Data Center Availability: Moving from Fault Tolerance to Fault Avoidance

Tier 4 data centers host mission-critical computers and servers with backup facilities intended to keep them running independently regardless of what happens. The Uptime Institute defines the standards they must meet to achieve this.

These include fully redundant cooling, power, network links, and storage. They should also have compartmentalized security zones controlled by biometric access.

However, collocating in a Tier 4 data center is out of reach for most companies in terms of cost. Moreover a Tier 3 is likely to have only marginally less availability. Besides, physical infrastructure is not the only factor affecting uptime.
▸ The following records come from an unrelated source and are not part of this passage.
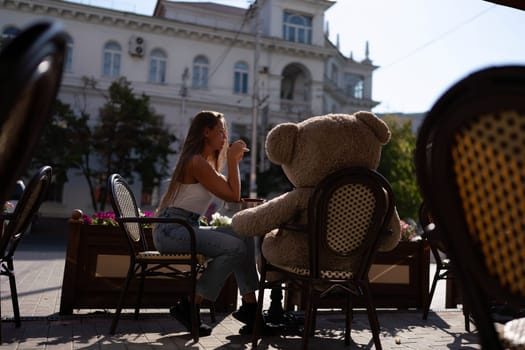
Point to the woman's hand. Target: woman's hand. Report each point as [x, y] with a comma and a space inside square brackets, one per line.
[236, 151]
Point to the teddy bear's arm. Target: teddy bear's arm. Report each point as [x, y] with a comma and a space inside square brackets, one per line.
[271, 214]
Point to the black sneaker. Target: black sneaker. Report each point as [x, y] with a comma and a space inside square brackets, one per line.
[246, 313]
[182, 313]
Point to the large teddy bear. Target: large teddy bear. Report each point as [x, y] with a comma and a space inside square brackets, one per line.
[307, 152]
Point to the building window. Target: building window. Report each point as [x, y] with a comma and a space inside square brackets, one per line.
[297, 28]
[200, 73]
[240, 78]
[335, 74]
[157, 66]
[354, 85]
[112, 54]
[68, 64]
[7, 34]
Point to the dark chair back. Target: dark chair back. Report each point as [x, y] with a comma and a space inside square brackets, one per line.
[26, 209]
[30, 74]
[470, 157]
[348, 212]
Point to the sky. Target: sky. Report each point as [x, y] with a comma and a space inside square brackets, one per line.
[421, 47]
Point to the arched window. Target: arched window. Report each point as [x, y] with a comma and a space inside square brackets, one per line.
[68, 64]
[297, 28]
[240, 78]
[157, 66]
[200, 72]
[112, 54]
[354, 85]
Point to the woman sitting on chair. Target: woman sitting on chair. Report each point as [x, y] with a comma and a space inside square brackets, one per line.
[194, 182]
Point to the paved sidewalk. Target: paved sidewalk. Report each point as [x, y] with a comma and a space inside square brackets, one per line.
[39, 265]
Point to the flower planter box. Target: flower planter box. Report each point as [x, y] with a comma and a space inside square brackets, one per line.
[97, 261]
[398, 279]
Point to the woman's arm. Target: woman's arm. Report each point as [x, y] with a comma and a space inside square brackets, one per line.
[227, 189]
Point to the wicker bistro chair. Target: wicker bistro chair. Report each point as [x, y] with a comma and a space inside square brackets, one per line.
[470, 165]
[17, 225]
[348, 212]
[443, 264]
[146, 262]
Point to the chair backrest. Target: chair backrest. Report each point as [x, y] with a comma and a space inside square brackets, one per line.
[470, 165]
[125, 205]
[26, 208]
[349, 211]
[31, 67]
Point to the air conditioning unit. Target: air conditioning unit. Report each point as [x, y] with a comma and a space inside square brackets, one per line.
[137, 46]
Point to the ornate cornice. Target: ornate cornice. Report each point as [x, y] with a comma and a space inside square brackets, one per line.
[162, 26]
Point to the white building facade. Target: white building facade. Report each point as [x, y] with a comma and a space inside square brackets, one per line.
[271, 63]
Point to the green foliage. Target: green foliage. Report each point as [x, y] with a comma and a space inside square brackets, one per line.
[63, 142]
[128, 137]
[397, 165]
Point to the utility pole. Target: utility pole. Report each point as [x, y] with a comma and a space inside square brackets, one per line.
[255, 103]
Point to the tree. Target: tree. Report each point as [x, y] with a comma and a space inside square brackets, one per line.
[397, 165]
[128, 137]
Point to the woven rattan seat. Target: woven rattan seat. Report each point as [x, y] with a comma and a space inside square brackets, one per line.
[348, 212]
[470, 160]
[146, 262]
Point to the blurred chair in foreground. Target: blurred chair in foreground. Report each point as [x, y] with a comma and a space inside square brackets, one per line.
[30, 74]
[470, 165]
[31, 67]
[19, 220]
[348, 212]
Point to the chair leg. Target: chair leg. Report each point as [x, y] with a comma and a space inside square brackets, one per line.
[194, 319]
[212, 313]
[308, 317]
[0, 322]
[14, 293]
[348, 319]
[120, 303]
[140, 292]
[372, 317]
[259, 321]
[431, 294]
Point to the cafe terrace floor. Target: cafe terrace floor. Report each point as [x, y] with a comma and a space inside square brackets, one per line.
[39, 266]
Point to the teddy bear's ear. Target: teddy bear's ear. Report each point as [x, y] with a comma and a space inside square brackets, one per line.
[378, 126]
[280, 143]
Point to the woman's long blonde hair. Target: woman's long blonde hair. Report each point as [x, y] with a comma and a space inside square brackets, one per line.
[194, 144]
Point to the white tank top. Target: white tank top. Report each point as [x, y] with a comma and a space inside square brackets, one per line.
[193, 197]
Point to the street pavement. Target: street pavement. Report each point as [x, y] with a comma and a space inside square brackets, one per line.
[39, 265]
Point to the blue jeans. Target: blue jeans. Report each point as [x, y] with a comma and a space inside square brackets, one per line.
[229, 252]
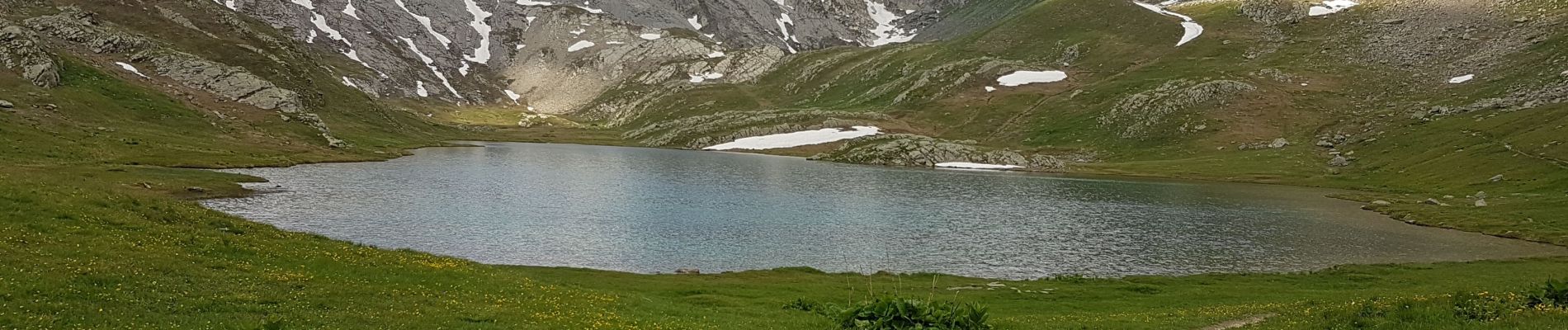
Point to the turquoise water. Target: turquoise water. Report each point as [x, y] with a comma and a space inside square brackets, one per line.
[649, 210]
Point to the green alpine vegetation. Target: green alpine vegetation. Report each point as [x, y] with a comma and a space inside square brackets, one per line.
[102, 169]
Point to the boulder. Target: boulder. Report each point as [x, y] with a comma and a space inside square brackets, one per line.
[1339, 162]
[21, 50]
[1280, 143]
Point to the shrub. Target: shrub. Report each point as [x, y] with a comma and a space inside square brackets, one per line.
[1481, 307]
[893, 314]
[1552, 296]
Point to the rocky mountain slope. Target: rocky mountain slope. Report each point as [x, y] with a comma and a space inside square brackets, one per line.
[555, 57]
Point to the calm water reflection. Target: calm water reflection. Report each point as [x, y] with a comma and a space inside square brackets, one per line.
[646, 210]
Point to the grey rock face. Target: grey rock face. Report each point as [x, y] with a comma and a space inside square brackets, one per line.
[1273, 12]
[1151, 113]
[19, 49]
[535, 54]
[226, 82]
[1339, 162]
[925, 152]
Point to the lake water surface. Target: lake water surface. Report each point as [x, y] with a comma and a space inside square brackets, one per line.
[649, 210]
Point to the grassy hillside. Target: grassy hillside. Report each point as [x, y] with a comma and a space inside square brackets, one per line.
[99, 227]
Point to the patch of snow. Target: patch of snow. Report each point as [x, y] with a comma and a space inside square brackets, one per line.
[430, 63]
[1027, 77]
[695, 24]
[482, 54]
[425, 21]
[229, 3]
[960, 165]
[350, 12]
[580, 45]
[796, 139]
[132, 69]
[706, 77]
[1191, 29]
[355, 55]
[1330, 7]
[590, 10]
[886, 31]
[320, 24]
[513, 96]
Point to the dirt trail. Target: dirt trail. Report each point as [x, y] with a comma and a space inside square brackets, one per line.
[1240, 323]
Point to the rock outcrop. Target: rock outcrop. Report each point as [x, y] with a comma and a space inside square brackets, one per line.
[559, 57]
[21, 50]
[1159, 111]
[925, 152]
[195, 73]
[698, 132]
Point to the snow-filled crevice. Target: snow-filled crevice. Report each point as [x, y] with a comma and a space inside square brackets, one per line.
[1191, 29]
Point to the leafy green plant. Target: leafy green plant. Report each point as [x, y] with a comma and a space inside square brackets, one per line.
[1481, 307]
[893, 314]
[1552, 295]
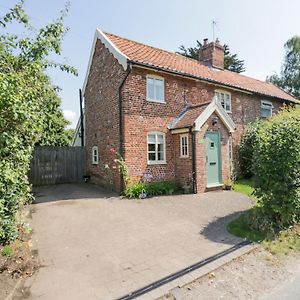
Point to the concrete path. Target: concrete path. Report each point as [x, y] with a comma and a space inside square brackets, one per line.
[94, 245]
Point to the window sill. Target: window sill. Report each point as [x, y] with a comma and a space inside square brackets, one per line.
[156, 101]
[150, 163]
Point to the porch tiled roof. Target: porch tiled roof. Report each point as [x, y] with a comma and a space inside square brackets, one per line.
[168, 61]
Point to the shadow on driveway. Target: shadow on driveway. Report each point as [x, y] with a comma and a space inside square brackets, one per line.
[50, 193]
[216, 231]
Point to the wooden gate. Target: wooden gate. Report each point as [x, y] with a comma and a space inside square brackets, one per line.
[51, 165]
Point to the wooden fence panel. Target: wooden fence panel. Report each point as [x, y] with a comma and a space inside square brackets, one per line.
[52, 165]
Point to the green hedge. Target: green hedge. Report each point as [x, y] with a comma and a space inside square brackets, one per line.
[151, 189]
[276, 167]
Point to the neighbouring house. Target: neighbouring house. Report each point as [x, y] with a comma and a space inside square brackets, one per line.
[170, 117]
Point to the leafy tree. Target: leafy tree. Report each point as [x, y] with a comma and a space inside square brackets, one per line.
[231, 61]
[289, 77]
[29, 107]
[69, 133]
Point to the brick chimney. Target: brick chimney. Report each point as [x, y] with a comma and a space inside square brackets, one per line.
[212, 54]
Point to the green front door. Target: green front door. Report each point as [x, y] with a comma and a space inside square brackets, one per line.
[213, 163]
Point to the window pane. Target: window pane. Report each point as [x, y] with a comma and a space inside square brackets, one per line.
[266, 113]
[151, 139]
[160, 147]
[151, 156]
[159, 89]
[160, 156]
[160, 139]
[150, 88]
[151, 147]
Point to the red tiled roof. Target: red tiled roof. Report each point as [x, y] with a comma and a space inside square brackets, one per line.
[168, 61]
[188, 117]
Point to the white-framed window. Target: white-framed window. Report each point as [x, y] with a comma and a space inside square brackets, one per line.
[266, 108]
[184, 145]
[156, 148]
[95, 155]
[224, 99]
[155, 88]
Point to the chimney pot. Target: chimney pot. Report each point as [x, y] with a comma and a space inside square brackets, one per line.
[212, 54]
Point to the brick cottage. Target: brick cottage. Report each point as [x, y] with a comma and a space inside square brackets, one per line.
[170, 117]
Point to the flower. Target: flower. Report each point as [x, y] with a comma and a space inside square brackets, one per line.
[112, 151]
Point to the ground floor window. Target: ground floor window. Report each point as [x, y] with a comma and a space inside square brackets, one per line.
[156, 148]
[266, 109]
[184, 145]
[95, 155]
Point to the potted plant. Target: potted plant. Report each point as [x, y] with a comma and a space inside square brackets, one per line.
[228, 184]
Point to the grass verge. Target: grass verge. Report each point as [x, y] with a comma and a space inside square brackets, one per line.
[244, 186]
[287, 241]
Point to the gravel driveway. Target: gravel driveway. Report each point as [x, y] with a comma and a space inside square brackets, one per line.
[94, 245]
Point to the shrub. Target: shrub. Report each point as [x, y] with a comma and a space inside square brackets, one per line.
[7, 251]
[276, 166]
[247, 146]
[151, 189]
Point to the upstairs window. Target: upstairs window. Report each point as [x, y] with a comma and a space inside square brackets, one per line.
[266, 109]
[95, 155]
[156, 148]
[224, 99]
[184, 145]
[155, 89]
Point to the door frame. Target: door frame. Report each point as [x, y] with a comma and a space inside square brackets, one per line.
[219, 159]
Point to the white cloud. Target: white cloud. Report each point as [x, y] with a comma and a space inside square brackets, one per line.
[70, 116]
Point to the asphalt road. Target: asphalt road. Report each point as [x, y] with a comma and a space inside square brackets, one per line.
[290, 289]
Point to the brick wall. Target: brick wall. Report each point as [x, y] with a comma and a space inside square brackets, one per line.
[102, 116]
[141, 117]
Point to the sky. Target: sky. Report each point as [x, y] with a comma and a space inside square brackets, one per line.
[254, 29]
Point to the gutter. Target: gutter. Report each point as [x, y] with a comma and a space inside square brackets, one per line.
[193, 160]
[121, 117]
[210, 81]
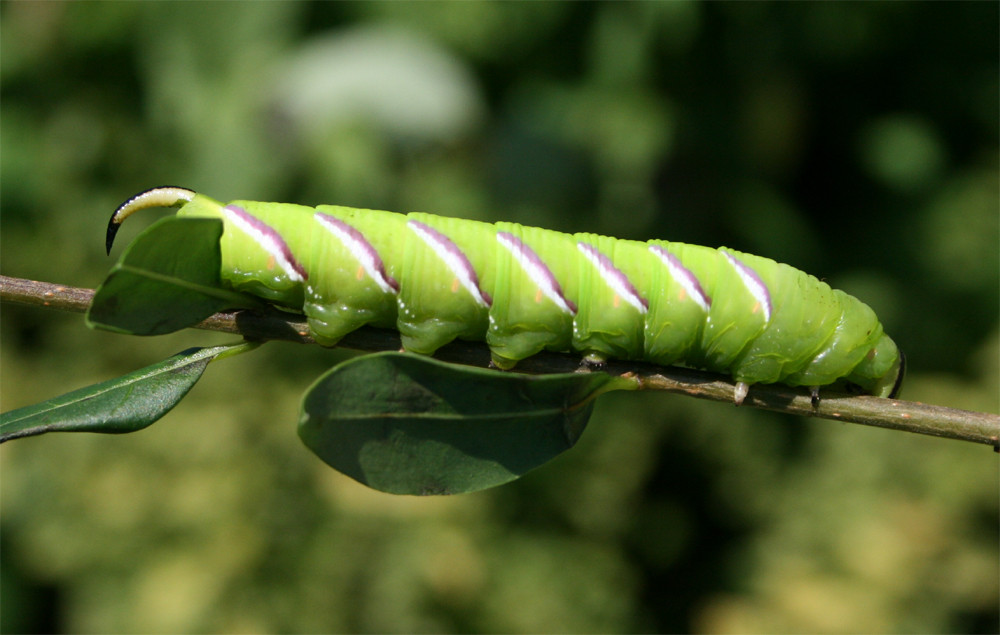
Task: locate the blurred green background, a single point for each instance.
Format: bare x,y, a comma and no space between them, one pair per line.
856,141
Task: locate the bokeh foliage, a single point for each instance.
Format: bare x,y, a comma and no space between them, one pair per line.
857,141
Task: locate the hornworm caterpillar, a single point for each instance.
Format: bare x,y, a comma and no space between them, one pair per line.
523,290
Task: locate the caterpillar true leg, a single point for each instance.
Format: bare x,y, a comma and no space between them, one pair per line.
525,289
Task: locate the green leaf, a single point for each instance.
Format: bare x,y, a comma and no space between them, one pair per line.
166,280
407,424
124,404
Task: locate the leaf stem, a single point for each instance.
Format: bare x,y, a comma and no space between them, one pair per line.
951,423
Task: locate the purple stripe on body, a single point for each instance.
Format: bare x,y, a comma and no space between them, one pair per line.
684,277
454,258
753,283
614,277
537,271
362,250
269,240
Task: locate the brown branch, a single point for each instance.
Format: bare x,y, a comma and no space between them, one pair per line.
950,423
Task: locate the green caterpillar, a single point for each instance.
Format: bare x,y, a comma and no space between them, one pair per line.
523,290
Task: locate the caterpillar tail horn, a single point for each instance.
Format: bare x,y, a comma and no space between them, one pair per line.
164,196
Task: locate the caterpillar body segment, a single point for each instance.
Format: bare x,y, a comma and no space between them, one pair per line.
523,290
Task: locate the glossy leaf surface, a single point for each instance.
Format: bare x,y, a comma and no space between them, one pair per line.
166,280
406,424
124,404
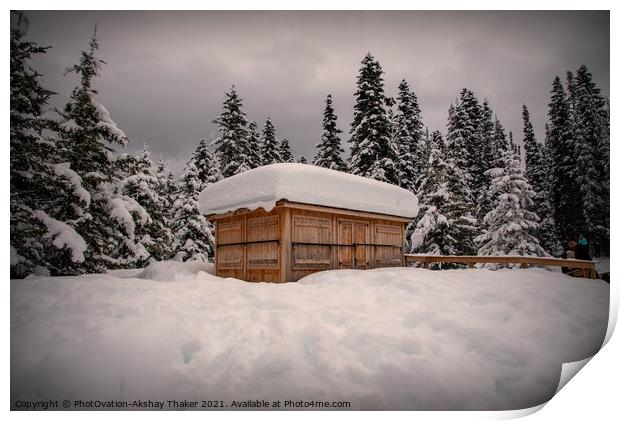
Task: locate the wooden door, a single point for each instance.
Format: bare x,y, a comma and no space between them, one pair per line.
352,249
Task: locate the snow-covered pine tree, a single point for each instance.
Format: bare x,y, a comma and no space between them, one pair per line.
516,149
511,225
143,185
270,148
88,135
255,159
193,236
47,197
372,155
591,141
329,149
484,203
566,198
167,189
500,144
285,151
408,137
459,135
206,164
232,148
537,176
444,224
474,143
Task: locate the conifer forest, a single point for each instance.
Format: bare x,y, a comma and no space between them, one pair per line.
81,204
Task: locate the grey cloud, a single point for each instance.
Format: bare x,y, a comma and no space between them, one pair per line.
167,71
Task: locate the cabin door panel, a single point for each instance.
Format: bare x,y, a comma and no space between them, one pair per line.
361,237
352,251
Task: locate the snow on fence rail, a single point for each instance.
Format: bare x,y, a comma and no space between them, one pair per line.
587,266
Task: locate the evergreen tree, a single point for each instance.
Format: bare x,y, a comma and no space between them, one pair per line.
329,149
206,164
516,149
565,193
444,224
372,154
193,235
484,202
255,159
536,174
408,137
285,151
510,226
47,197
166,188
270,150
500,144
143,185
232,148
591,141
88,135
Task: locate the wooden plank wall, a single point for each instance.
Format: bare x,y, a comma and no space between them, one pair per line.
287,244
Why the Need to Detect Equipment Failure Before It Happens

The Uptime Institute’s 2017 Executive Symposium at Las Vegas featured a webinar titled ‘Beyond Fault Tolerance: Data Center Active Fault Avoidance Strategies’. This focused on how even the best data centers “can become vulnerable during highly stressful incidents”.

Its CTO shared how deploying a range of increasingly cost-effective monitoring techniques could help detect equipment failures before they happen. In this way a data center moves from tolerance (a reactive stance) to active fault avoidance.

A Systems Approach to Go About This Thoroughly

A systems approach is a management strategy emphasizing the interactive nature and interdependence of external and internal factors in an organization, according to Business Dictionary.

Consultants commonly use it to evaluate market elements which affect the profitability of a business. However, in this instance we can use it for active fault avoidance, by monitoring a data center in its totality. Here we distinguish two methods.

A Building Management System (BMS) allows control room operators to monitor systems, and obtain insights into their status.
A Building Automation System (BAS) takes this further by providing automatic, central control over ventilation, cooling, heating, lighting, and other systems.

Both applications use programmable logic controllers to monitor the state of input sensors attached to equipment, and make decisions in terms of their customizable programs. Control room operators can use these inputs to stay in touch with the fully integrated system.

Building Management Through a ‘Single Pane of Glass’

Having all the information visually available on a single control panel elevates building management for fault avoidance to new levels of oversight. There are a variety of options on the market depending on whether an off-the-shelf or customized solution is required.

A good solution enables control operators to detect emerging equipment problems before they reach fall-over stage. This puts them a position to proactively prevent faults, as opposed to activating a back-up system when the primary one fails.

In future we may delegate their roles to highly advanced artificial intelligence, and thereby avoid human error caused by stressful situations.

The Role of Formalized Procedures and Training

IBM Systems believes human error is the top cause of downtime. The other primary drivers are server hardware, operating systems, and new applications. A major system outage can cripple a business while it lasts.

BMS and BAS systems can help keep building systems running smoothly, although they still need the watchful eyes of control room operators. Therefore it is essential to mitigate human error through a hierarchy of procedures detailing steps to take when a situation moves outside specification.

Ongoing training and retraining is therefore essential to ensure fast reaction times. This is no place for book knowledge and theory. A data center’s quality assurance consultant should create realistic scenarios that bring the procedures to life.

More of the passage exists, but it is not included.